In some respects a book can only be perfect if we believe in absolutes and finites – in other respects the perfect book is one which honestly expresses what the author has to say at that time, in the full knowledge that learning is an ongoing journey. I am not the sort of person who believes in the kind of enlightenment which has an endpoint and a definite path to reach it. For me, enlightenment is a constant unfolding, an ongoing dance from one moment to the next.

Many years ago I asked a spiritual teacher if “knowing” was based on data. My question related to Google – if the Google search engine was programmed with every bit of information in the universe, would it know what I was thinking and what I wanted? The answer I was given was “No” because this kind of data could be considered to be linear data whereas the data of knowing would be more akin to holographic data. The answer did not fully satisfy my yearning, for reasons that have only just become clear. Having written this book I can see that the existence in my mind of the question about data (and the subsequent feelings that we “don’t have enough data”) arose from a desire to experience knowing. Deep within me an immense yearning existed to know with absolute certainty that something was true. But, stuck in my mind as I was, I was unable to feel that yearning and so I experienced it at the level of thought, as a question about data. What I wanted to know was “If I had more data would I have more knowing?” The reason that the spiritual teacher’s answer did not satisfy the yearning was because I needed to “get out of my head and into my heart”. It has only been through the process of writing this book, of speaking my truth, in my own words, that I have been able to arrive at the place of knowing I craved.


Whether the time we spend on this earth takes us deeper into wisdom or simply serves to create different ways of looking at life depends on how we choose to approach it. I see ahead of us, not only new ways of looking at life, but also deeper wisdom. I see a kind of spirituality without hierarchies, where the collective wisdom of our species becomes opened up for anyone to download. Whether we talk about uploading wisdom to the cloud, adding to the collective consciousness or creating morphic fields of knowledge doesn’t matter – the result is the same: a world in which all the ideas, enthusiasm and inspiration we need will come from within, not so we can become isolated and believe that we don’t need other people, but in such a way that the ideas, enthusiasm and inspiration come to show us where to go, what to say and with whom to connect at any one time. It is by the very act of looking within that we will form stronger and more intimate bonds with people in the outer world. Cohesive bonds lead to the kind of strength that will be the hallmark of the new era of consciousness which I see ahead for our species.

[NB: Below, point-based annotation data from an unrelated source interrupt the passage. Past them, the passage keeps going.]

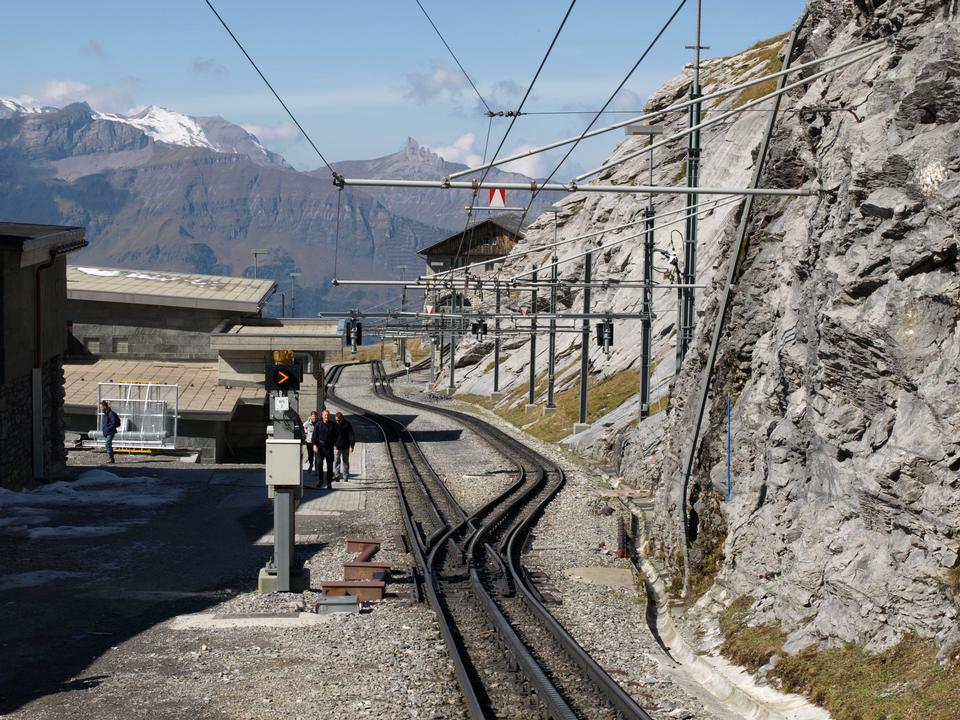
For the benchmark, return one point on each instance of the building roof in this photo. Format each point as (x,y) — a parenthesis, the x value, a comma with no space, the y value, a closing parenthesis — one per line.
(505,221)
(305,335)
(154,287)
(199,393)
(36,242)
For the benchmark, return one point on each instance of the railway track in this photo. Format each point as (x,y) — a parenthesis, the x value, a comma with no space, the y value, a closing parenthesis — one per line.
(511,657)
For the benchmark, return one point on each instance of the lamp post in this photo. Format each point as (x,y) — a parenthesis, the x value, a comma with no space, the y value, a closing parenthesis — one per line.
(402,269)
(293,294)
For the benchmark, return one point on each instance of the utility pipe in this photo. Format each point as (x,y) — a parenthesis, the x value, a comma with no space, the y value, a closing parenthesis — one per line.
(533,186)
(713,205)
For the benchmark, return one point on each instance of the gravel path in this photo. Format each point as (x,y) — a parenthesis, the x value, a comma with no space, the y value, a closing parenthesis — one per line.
(473,473)
(386,662)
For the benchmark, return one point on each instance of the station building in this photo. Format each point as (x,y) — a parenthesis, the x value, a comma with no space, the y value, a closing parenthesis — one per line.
(203,335)
(33,341)
(486,240)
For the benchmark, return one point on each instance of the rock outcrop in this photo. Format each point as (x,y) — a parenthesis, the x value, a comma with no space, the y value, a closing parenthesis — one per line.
(841,349)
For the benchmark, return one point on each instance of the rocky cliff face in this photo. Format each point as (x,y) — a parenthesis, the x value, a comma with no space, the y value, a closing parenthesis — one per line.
(841,351)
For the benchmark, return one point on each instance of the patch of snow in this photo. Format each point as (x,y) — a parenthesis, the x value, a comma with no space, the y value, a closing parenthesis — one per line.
(96,487)
(21,109)
(144,276)
(98,272)
(33,578)
(63,532)
(164,126)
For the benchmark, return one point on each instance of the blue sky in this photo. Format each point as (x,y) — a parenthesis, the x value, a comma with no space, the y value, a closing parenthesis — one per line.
(364,75)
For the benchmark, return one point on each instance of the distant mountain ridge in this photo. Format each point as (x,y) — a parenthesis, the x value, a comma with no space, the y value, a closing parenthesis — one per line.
(442,208)
(159,189)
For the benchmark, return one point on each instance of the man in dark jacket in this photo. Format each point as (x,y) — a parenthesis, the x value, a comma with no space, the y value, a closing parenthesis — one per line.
(309,428)
(344,446)
(324,441)
(109,424)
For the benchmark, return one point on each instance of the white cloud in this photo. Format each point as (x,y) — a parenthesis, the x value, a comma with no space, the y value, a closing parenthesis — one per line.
(461,150)
(208,66)
(534,166)
(117,97)
(442,82)
(62,92)
(282,132)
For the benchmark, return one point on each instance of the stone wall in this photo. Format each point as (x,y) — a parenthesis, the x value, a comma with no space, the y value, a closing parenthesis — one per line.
(16,427)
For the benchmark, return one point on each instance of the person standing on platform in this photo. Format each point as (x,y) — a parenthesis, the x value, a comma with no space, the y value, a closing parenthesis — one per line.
(109,424)
(309,428)
(324,440)
(344,446)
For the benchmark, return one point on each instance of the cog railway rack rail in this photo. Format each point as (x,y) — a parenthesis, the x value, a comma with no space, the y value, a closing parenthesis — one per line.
(511,657)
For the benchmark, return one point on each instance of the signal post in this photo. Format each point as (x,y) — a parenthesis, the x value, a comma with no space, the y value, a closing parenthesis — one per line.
(284,475)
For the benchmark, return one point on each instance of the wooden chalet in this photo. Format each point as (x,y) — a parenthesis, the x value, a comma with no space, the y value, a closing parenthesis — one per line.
(484,241)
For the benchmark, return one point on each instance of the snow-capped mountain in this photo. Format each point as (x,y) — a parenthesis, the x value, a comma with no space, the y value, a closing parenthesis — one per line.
(167,126)
(164,126)
(10,107)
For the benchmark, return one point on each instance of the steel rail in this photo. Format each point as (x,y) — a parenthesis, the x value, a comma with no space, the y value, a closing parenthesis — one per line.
(556,707)
(542,686)
(470,696)
(517,534)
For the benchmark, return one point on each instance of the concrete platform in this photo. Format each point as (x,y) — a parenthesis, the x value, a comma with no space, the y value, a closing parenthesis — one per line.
(599,575)
(268,583)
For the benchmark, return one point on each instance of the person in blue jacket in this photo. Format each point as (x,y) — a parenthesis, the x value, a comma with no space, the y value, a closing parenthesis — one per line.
(109,424)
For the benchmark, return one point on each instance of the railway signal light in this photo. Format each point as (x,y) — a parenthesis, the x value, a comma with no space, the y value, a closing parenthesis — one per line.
(480,329)
(605,335)
(285,377)
(353,333)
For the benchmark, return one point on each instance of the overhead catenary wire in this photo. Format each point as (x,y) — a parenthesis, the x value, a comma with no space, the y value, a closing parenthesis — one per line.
(613,95)
(566,241)
(464,283)
(452,54)
(336,242)
(334,173)
(513,120)
(620,241)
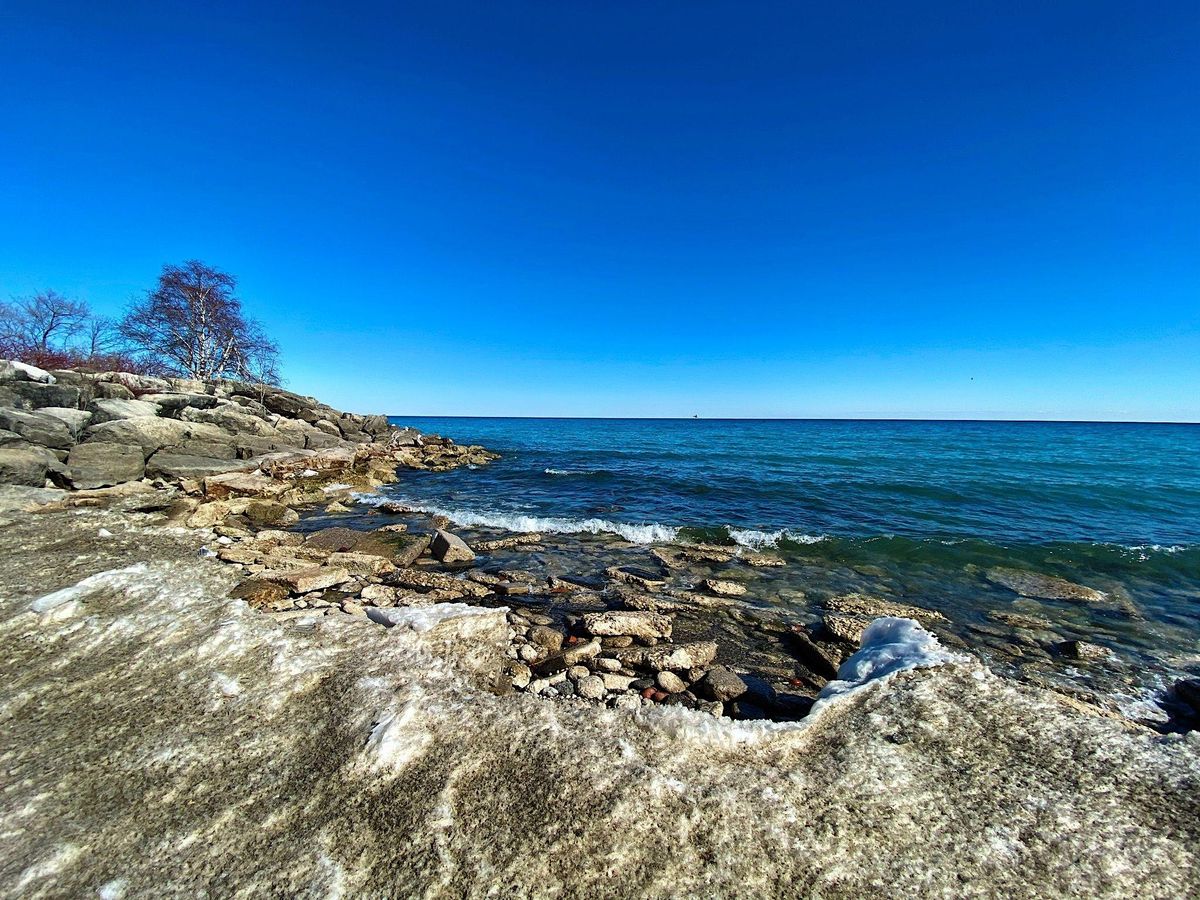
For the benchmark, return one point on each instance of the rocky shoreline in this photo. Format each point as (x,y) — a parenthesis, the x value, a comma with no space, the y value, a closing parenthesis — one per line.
(210,565)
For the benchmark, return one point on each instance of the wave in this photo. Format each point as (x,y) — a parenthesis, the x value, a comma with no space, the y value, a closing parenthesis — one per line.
(651,533)
(757,540)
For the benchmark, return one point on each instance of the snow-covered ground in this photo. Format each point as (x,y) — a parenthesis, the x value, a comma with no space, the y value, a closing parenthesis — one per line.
(160,739)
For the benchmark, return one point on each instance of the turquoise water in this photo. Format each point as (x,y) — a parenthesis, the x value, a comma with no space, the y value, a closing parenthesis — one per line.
(911,510)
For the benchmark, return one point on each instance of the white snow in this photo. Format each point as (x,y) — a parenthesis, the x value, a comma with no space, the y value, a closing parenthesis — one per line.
(889,645)
(113,577)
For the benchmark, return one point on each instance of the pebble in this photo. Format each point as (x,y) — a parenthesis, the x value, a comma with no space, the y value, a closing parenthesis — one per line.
(592,688)
(671,683)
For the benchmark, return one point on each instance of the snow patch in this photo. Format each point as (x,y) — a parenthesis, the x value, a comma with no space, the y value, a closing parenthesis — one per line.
(889,645)
(113,577)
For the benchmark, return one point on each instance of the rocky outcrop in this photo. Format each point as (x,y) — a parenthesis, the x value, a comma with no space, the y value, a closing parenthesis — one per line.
(85,431)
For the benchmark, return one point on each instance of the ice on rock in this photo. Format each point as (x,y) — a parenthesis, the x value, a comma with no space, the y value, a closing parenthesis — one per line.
(889,645)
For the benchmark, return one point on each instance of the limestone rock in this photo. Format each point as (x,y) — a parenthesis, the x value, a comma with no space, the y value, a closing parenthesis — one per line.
(27,465)
(109,411)
(1043,587)
(37,427)
(99,465)
(449,547)
(723,588)
(635,624)
(720,683)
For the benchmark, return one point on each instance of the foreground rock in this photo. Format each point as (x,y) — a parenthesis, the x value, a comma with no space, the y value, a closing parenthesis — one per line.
(331,755)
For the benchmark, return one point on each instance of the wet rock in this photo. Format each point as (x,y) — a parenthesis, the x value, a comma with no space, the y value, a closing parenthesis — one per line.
(720,684)
(634,624)
(762,561)
(269,513)
(1043,587)
(673,657)
(637,577)
(723,588)
(449,547)
(261,594)
(847,629)
(303,581)
(671,683)
(513,543)
(510,588)
(570,657)
(549,639)
(873,607)
(592,688)
(243,484)
(1081,651)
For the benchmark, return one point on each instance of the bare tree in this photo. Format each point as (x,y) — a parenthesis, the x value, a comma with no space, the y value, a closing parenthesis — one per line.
(43,323)
(192,324)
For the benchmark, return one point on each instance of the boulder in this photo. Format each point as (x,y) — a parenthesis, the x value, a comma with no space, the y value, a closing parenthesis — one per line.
(400,549)
(75,419)
(108,411)
(35,395)
(675,657)
(261,593)
(13,371)
(111,390)
(243,484)
(635,624)
(27,465)
(172,402)
(99,465)
(175,466)
(154,433)
(1043,587)
(271,514)
(449,547)
(303,581)
(37,427)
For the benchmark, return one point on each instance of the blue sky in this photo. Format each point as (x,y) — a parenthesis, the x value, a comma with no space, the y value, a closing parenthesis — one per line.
(637,209)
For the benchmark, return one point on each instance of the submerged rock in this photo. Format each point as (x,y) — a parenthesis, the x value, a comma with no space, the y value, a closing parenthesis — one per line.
(1043,587)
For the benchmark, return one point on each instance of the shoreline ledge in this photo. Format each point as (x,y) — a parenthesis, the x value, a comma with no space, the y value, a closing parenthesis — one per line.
(198,699)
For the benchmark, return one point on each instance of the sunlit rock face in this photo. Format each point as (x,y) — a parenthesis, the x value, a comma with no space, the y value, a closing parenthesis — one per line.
(161,738)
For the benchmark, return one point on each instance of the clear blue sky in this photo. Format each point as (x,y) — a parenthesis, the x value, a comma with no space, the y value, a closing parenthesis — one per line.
(561,208)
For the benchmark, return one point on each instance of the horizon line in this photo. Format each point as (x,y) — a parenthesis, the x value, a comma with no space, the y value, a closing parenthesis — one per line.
(805,419)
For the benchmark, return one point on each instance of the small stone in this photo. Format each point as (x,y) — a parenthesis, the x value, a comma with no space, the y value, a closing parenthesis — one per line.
(592,688)
(723,588)
(671,683)
(549,639)
(449,547)
(648,625)
(613,682)
(528,653)
(720,684)
(1081,651)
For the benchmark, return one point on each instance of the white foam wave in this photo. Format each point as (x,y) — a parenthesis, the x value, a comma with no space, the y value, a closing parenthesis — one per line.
(652,533)
(889,645)
(757,540)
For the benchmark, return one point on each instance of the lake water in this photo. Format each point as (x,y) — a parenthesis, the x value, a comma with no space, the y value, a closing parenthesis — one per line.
(913,511)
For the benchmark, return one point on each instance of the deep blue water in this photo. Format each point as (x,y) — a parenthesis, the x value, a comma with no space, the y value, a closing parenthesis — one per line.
(1003,483)
(922,513)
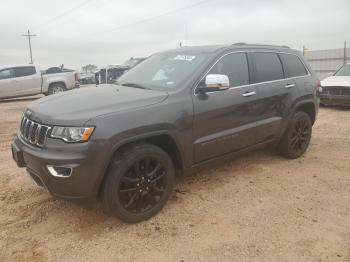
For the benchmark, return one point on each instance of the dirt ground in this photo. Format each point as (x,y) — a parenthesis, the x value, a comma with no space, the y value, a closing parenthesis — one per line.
(258,207)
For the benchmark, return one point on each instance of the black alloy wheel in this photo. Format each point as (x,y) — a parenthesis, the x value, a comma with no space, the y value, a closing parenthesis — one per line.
(297,137)
(143,185)
(139,182)
(300,136)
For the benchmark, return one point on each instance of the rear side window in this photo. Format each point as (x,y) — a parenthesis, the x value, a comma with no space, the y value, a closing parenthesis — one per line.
(235,66)
(25,71)
(293,66)
(53,70)
(268,67)
(7,73)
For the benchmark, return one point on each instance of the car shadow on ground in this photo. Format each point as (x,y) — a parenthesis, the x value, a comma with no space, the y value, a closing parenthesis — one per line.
(94,213)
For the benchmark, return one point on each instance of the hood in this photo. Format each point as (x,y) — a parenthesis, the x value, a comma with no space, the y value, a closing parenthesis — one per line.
(77,106)
(336,81)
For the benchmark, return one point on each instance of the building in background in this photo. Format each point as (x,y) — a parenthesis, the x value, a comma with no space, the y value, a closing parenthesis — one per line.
(324,62)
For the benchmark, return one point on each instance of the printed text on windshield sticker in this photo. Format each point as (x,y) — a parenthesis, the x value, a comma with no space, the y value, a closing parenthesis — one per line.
(188,58)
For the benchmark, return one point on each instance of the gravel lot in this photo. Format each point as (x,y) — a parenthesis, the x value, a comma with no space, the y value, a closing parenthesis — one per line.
(258,207)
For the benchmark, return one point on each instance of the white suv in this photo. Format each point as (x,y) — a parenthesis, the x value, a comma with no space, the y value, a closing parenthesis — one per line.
(20,81)
(27,80)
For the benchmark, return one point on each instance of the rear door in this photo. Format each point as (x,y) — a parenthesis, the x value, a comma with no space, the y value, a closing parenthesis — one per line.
(276,94)
(9,86)
(29,80)
(224,121)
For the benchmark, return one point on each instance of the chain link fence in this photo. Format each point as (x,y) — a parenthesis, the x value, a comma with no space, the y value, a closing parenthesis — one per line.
(325,62)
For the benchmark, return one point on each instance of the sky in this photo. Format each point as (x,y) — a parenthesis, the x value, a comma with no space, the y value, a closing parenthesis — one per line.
(104,32)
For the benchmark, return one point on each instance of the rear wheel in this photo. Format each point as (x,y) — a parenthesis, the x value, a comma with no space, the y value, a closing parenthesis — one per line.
(297,136)
(139,182)
(56,88)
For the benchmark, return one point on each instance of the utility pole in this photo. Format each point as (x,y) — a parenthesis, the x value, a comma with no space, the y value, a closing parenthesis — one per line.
(30,45)
(344,52)
(304,50)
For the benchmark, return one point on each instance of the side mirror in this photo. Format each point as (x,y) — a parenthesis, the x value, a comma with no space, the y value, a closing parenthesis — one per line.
(215,82)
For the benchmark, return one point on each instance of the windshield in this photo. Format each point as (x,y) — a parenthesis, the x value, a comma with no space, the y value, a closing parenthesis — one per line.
(164,71)
(131,62)
(344,71)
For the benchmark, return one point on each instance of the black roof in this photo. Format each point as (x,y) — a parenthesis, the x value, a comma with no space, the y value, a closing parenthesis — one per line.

Instead of looking outside of ourselves for other people to lead the way, leadership will come from the very essence which binds us together, the light within each of us which is the Source of everything that is beautiful, joyous and wonderful.

A flower knows exactly how to blossom because all of the information it requires is encoded within the seed from which it grew. You also have a seed within you which contains the very wisdom and knowledge required to help you to grow and bloom. The Source of your own spiritual unfolding is within you, in the light of who you really are.

I hope you have enjoyed this book and I sincerely hope that, on your own spiritual journey you will find the courage to live your own truth and allow the light within you to shine.